O conceito de Oceanos de Paz de Fiji também fala de um desejo antigo, mas crescente, entre as nações do Pacífico de escapar de uma lente frequentemente imposta à região, como um mero campo de batalha para as grandes potências, e afirmar alguma agência.

Keen disse que os líderes do Pacífico levantaram preocupações de que uma ênfase excessiva na geopolítica, particularmente de partes externas, está “superando as prioridades de desenvolvimento”.

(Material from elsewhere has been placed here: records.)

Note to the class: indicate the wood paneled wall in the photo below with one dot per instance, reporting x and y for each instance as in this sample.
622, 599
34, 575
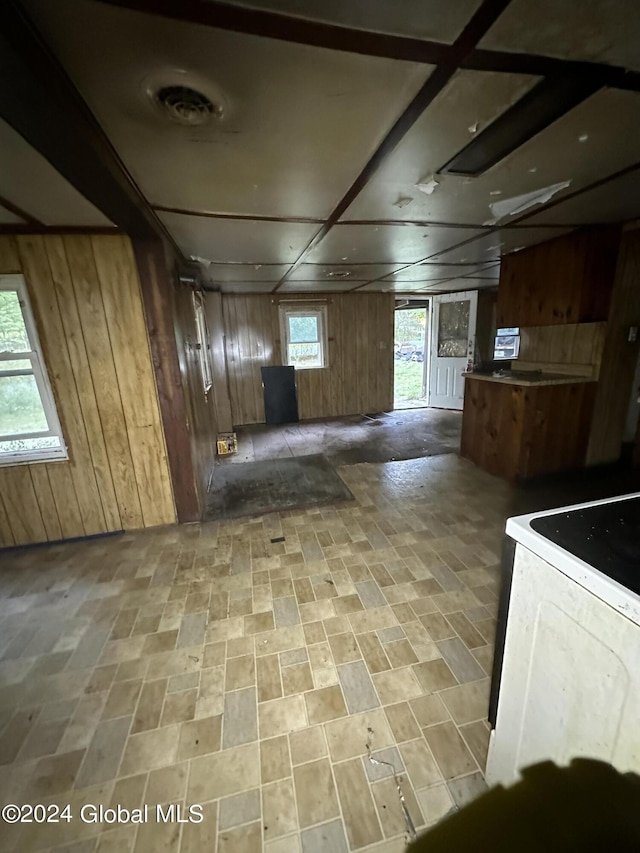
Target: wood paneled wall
158, 278
619, 357
201, 412
85, 295
574, 348
566, 280
524, 431
359, 377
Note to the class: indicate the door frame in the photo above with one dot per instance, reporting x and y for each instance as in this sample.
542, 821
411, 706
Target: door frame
455, 296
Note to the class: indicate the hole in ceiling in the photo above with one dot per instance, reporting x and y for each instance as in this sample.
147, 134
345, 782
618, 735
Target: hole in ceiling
187, 106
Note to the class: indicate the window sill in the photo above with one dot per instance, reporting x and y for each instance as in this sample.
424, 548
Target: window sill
32, 459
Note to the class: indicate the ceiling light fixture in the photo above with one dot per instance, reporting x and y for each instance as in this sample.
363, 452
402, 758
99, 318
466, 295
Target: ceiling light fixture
187, 106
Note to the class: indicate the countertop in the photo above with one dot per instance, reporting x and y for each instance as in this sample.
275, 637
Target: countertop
528, 377
606, 588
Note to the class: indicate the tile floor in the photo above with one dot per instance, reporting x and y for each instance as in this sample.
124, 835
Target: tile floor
207, 664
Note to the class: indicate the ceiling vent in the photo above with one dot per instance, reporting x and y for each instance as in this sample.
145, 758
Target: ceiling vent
187, 106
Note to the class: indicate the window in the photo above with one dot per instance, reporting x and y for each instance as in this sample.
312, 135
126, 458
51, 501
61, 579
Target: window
29, 426
304, 336
202, 344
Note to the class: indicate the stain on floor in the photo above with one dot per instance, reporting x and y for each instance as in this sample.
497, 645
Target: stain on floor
350, 440
274, 485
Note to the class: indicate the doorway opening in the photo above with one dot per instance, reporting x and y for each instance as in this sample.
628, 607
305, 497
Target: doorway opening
411, 339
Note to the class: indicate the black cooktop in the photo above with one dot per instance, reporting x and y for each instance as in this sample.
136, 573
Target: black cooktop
606, 536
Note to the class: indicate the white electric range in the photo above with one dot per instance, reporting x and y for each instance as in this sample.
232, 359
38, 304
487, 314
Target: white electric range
566, 679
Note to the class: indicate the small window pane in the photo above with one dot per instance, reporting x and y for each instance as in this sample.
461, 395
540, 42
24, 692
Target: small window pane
15, 364
305, 355
29, 445
303, 330
13, 333
453, 329
21, 410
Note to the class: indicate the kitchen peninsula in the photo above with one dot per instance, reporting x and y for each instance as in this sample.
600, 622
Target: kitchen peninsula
526, 423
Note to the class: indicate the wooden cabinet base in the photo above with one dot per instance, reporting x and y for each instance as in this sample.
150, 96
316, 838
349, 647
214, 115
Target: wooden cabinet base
523, 431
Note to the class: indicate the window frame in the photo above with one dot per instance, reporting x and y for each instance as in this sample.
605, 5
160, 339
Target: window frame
202, 342
306, 310
17, 284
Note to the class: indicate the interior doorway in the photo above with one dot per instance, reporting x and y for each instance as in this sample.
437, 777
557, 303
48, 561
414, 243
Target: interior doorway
410, 356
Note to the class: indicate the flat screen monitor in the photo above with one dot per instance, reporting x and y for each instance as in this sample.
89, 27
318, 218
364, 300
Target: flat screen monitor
507, 344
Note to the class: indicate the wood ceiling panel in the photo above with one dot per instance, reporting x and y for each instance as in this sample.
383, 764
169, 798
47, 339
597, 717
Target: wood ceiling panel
470, 102
427, 19
292, 286
386, 243
238, 240
434, 272
335, 272
298, 123
594, 140
32, 184
245, 272
615, 201
9, 218
606, 31
246, 287
491, 247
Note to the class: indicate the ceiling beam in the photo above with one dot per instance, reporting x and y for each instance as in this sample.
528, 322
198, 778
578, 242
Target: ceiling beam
17, 211
540, 107
259, 22
475, 29
277, 25
41, 103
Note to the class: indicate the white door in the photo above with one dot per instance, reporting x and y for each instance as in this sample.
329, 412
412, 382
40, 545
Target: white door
453, 336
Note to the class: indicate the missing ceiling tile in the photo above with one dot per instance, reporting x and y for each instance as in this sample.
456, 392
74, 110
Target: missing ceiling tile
428, 185
520, 203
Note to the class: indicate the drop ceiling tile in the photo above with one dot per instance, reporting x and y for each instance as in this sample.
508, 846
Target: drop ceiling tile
615, 201
397, 244
458, 284
329, 272
470, 102
491, 247
246, 272
297, 123
427, 19
605, 31
9, 218
430, 272
319, 286
395, 286
595, 139
238, 240
247, 286
32, 184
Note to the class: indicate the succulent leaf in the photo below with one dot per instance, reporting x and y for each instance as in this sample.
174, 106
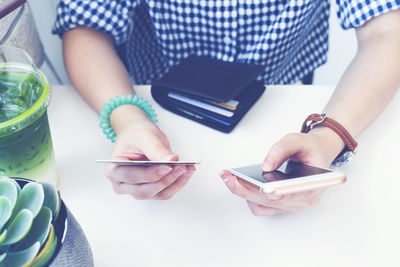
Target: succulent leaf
38, 232
3, 236
2, 256
2, 178
47, 251
20, 258
51, 199
31, 198
8, 190
19, 227
5, 211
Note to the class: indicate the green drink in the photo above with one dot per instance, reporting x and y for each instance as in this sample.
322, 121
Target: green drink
26, 148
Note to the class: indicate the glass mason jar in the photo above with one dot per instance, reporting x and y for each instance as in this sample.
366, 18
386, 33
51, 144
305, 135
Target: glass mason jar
26, 148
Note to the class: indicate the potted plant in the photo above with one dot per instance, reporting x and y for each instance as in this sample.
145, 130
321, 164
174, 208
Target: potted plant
35, 225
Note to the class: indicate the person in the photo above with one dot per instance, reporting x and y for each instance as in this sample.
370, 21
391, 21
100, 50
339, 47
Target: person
107, 43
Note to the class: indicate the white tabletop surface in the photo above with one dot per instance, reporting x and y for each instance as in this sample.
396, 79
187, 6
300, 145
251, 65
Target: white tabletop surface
356, 224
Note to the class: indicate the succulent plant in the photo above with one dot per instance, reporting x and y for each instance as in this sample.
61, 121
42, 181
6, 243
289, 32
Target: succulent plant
27, 236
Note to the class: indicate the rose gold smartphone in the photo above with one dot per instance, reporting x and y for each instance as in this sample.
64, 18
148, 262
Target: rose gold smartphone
291, 177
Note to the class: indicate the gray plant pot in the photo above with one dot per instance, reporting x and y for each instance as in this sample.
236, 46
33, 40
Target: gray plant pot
73, 249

“Nesses fóruns, tem que ser sobre o desenvolvimento das ilhas do Pacífico primeiro, não sobre geopolítica”, ela disse. “Eles não querem que sua região seja apenas uma zona de batalha.”

Uma área em que a influência maligna de potências externas e a luta para que as vozes do Pacífico sejam ouvidas ainda são intensamente sentidas é o território ultramarino francês da Nova Caledônia, que é membro pleno do PIF desde 2016.

As tensões lá irromperam em maio sobre o plano de Paris de dar o voto aos recém-chegados, em um movimento que os povos indígenas temem que diluirá sua influência. Os meses de violência resultaram em mortes e bilhões de euros em danos.

Keen diz que é uma questão de segurança regional no topo da agenda da reunião da próxima semana, mas há limites para o que pode realmente ser feito. “Eles podem expressar suas preocupações, mas não podem forçar a ação”, ela diz, já que a França reivindica isso como uma questão soberana.

“[Pacific leaders] não serão silenciados sobre isso, eles podem realmente insistir que têm essas preocupações sobre a colonização e o desejo de soberania descolonial”, ela disse. “Eles querem saber que o povo do Pacífico terá voz.”